Governor of Heilongjiang [zh]
- In office 1940–1945
- Succeeded by: Han Junjie [zh]
- Acting 20 October 1931 – 1933
- Preceded by: Wan Fulin

Personal details
- Born: 30 November 1885 Huaide (Gongzhuling), Jilin, Qing dynasty
- Died: 29 November 1950 (aged 64) Beijing, People's Republic of China
- Party: Kuomintang
- Relations: Ma Zhiwei [zh] (grandson)
- Awards: Order of Blue Sky and White Sun

Military service
- Allegiance: China Manchukuo (1932)
- Branch/service: Northeastern Army Manchukuo Imperial Army (1932) Northeast Anti-Japanese National Salvation Army National Revolutionary Army
- Years of service: 1913–1950
- Rank: General
- Battles/wars: Japanese invasion of Manchuria Mukden Incident; ; Second Sino-Japanese War Pacification of Manchukuo; ; Chinese Civil War;

= Ma Zhanshan =

Chinese general and politician (1885–1950)

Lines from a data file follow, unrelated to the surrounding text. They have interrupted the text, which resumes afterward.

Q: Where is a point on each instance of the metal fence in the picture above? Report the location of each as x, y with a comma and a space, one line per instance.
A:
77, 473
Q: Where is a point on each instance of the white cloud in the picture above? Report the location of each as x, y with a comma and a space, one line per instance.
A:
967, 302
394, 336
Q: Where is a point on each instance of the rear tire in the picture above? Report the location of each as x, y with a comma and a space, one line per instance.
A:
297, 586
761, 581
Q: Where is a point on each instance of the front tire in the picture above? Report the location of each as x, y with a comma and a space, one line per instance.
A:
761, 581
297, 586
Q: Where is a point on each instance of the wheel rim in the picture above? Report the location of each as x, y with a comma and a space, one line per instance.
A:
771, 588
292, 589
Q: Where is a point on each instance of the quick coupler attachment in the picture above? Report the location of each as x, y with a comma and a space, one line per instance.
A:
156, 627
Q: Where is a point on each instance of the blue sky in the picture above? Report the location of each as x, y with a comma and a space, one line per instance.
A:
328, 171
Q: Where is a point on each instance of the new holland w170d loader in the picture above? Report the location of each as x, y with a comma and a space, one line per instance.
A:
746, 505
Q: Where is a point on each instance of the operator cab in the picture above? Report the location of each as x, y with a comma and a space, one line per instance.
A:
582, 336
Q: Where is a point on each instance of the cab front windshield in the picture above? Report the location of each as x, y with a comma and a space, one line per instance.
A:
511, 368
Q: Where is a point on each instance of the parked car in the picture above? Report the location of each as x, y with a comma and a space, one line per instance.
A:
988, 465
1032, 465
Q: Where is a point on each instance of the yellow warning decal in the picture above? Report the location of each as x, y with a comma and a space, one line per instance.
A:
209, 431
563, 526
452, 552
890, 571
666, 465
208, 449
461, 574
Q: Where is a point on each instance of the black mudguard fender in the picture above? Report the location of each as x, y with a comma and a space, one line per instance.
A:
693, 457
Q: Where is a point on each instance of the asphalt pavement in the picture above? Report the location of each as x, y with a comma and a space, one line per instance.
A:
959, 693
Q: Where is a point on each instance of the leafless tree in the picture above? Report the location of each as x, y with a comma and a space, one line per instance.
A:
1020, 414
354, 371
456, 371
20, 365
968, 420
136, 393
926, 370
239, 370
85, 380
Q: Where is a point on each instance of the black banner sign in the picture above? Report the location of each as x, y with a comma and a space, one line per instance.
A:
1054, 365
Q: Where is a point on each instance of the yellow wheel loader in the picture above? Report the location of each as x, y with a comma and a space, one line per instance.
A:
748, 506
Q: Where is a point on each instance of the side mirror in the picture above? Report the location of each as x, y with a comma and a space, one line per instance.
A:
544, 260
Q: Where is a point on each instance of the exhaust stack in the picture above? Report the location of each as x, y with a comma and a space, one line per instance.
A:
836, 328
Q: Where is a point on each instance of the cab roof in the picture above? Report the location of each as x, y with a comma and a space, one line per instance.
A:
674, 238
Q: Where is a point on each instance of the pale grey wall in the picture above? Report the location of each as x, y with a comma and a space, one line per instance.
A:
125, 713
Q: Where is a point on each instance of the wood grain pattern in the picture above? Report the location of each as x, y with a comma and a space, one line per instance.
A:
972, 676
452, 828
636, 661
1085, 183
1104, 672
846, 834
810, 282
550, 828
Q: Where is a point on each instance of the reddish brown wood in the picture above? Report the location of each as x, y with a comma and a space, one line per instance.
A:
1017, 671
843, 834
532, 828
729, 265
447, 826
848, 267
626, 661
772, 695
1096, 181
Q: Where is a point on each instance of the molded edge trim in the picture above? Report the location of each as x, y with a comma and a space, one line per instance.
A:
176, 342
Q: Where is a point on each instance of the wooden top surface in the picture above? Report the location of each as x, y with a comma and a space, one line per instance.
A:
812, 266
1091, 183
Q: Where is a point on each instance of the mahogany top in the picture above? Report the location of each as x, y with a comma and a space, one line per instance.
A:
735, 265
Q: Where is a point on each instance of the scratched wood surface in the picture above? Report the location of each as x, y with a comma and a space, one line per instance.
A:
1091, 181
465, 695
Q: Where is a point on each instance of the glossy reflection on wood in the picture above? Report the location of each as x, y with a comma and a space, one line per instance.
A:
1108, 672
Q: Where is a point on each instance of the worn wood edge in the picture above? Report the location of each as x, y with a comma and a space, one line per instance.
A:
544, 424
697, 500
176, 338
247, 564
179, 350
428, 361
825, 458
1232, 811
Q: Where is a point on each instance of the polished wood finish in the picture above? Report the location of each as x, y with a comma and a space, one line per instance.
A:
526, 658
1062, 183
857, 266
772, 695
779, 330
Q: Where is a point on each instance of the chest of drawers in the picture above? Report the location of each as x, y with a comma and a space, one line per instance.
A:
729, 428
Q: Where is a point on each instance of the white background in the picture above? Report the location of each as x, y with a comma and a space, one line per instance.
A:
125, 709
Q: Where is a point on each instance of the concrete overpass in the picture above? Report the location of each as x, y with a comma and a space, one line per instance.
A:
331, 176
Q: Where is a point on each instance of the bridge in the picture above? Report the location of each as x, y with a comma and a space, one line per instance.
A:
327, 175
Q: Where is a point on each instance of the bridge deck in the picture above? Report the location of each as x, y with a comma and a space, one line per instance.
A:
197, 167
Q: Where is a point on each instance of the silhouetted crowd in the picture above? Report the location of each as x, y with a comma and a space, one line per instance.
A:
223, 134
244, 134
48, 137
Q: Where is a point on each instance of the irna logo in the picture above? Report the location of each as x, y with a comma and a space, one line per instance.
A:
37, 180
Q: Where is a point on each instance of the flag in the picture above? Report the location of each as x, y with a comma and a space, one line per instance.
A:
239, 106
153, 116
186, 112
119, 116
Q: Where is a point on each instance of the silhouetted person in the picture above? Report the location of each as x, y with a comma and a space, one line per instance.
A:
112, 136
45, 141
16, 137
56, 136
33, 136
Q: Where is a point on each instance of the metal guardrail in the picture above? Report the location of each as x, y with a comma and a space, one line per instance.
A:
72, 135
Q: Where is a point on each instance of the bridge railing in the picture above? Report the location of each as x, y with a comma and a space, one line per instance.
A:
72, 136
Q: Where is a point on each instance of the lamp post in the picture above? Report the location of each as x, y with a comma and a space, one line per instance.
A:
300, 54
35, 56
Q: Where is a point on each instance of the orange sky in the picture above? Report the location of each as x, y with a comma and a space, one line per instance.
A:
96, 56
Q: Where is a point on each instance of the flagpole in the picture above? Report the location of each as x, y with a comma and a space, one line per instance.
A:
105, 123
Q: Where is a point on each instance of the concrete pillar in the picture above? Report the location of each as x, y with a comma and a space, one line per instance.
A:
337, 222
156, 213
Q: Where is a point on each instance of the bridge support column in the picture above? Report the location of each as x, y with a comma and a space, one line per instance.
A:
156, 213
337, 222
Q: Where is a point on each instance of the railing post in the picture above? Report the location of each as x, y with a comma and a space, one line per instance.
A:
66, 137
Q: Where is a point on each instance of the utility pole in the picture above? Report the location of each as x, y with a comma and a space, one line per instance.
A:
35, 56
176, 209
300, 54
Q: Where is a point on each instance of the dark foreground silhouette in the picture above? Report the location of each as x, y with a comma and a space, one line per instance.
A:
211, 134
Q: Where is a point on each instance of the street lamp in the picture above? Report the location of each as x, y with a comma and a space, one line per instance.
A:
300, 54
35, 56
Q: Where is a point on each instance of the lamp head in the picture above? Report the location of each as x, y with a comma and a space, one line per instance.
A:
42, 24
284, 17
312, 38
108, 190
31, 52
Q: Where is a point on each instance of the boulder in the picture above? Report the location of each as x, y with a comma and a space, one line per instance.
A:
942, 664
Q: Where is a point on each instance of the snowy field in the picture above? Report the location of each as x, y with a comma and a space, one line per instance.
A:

Ma Zhanshan (November 30, 1885 – November 29, 1950) was a Chinese general famous for resisting the Japanese invasion of Manchuria. Ma was placed in charge of the Northeastern Army in Heilongjiang Province during the invasion and ignored orders from the central government not to resist the Japanese. He became a national hero in China by fighting the unsuccessful but highly symbolic Jiangqiao campaign against the Kwantung Army's advance into Heilongjiang. After his defeat, he feigned defection to the Japanese and was appointed Minister of War in the new Japanese puppet state of Manchukuo. He then joined and took command of the guerrilla campaign against Japanese occupation, taking with him large amounts of supplies, funds, and military intelligence. Ma Zhanshan rejoined the Northeastern Army after the guerrilla movement was largely defeated. He continued to oppose Chiang Kai-shek's policy of non-resistance and supported the Xi'an Incident that forced Chiang to form the Second United Front with the Chinese Communist Party (CCP). He commanded several units in the National Revolutionary Army during the Second Sino-Japanese War while covertly cooperating with the CCP. Ma avoided direct participation in the postwar Chinese Civil War and eventually defected to the Communists, dying a year later in 1950.

==Biography==

===Early life===
Ma was born in Gongzhuling, in Jilin province, to a poor shepherding family. At the age of 20, he became a security guard of Huaide County. For his exceptional marksmanship and equestrianism, he was promoted to Guard Monitor of the 4th Security Guard Battalion by Wu Junsheng, Commander of Tianhou Road Patrol and Defense Battalion of Mukden, in 1908.

According to some western sources, Ma Zhanshan was born in Liaoning in 1887. However, most claim 1885 as his birth year.

He was of Manchu heritage and his grandson Ma Zhiwei, a member of Chinese People's Political Consultative Conference, mentioned the Manchu ethnicity of the family in his official biography and news report as well.

In 1913, Ma was appointed as Major and Company Commander of 3rd Company, 3rd Regiment, 2nd Brigade of the Central Cavalry Army in the Army of the Republic of China. In 1920, he was promoted to colonel and followed his patron, warlord Wu Junsheng.

He started his military career in Zhang Zuolin's Northeastern Army, serving as a brigade commander of 5th Cavalry Brigade, 17th Cavalry Division, then as brigadier of 3rd Infantry Brigade of the Heilongjiang Army. After Zhang's death in 1928, Ma was nominated as Heilongjiang Provincial Bandit Suppression Commander, and Heilongjiang Provincial Cavalry Commander-in-chief in 1928.

While British diplomatic documents described him as one of the "bandit" military men who received no training and did not receive instruction, he was a master sharpshooter and equestrian.

===Japanese Invasion of Manchuria===
After the Mukden Incident, when the Japanese Kwantung Army invaded the provinces of Liaoning and Jilin, Governor Wan Fulin of Heilongjiang Province was in Beijing, leaving no one in authority in the province to take charge of defenses against the Japanese. Zhang Xueliang telegraphed the Nanjing Government to ask for instructions, and then appointed Ma Zhanshan to act as Governor and Military Commander-in-chief of Heilongjiang Province on October 10, 1931. Ma arrived in the capital Qiqihar on October 19 and took office the next day. He held military meetings and personally inspected the defense positions while facing down parties advocating surrender, saying "I am appointed as Chairman of the province, and I have the responsibility to defend the province and I will never be a surrendering general".

Ma became famous around the world after the incident.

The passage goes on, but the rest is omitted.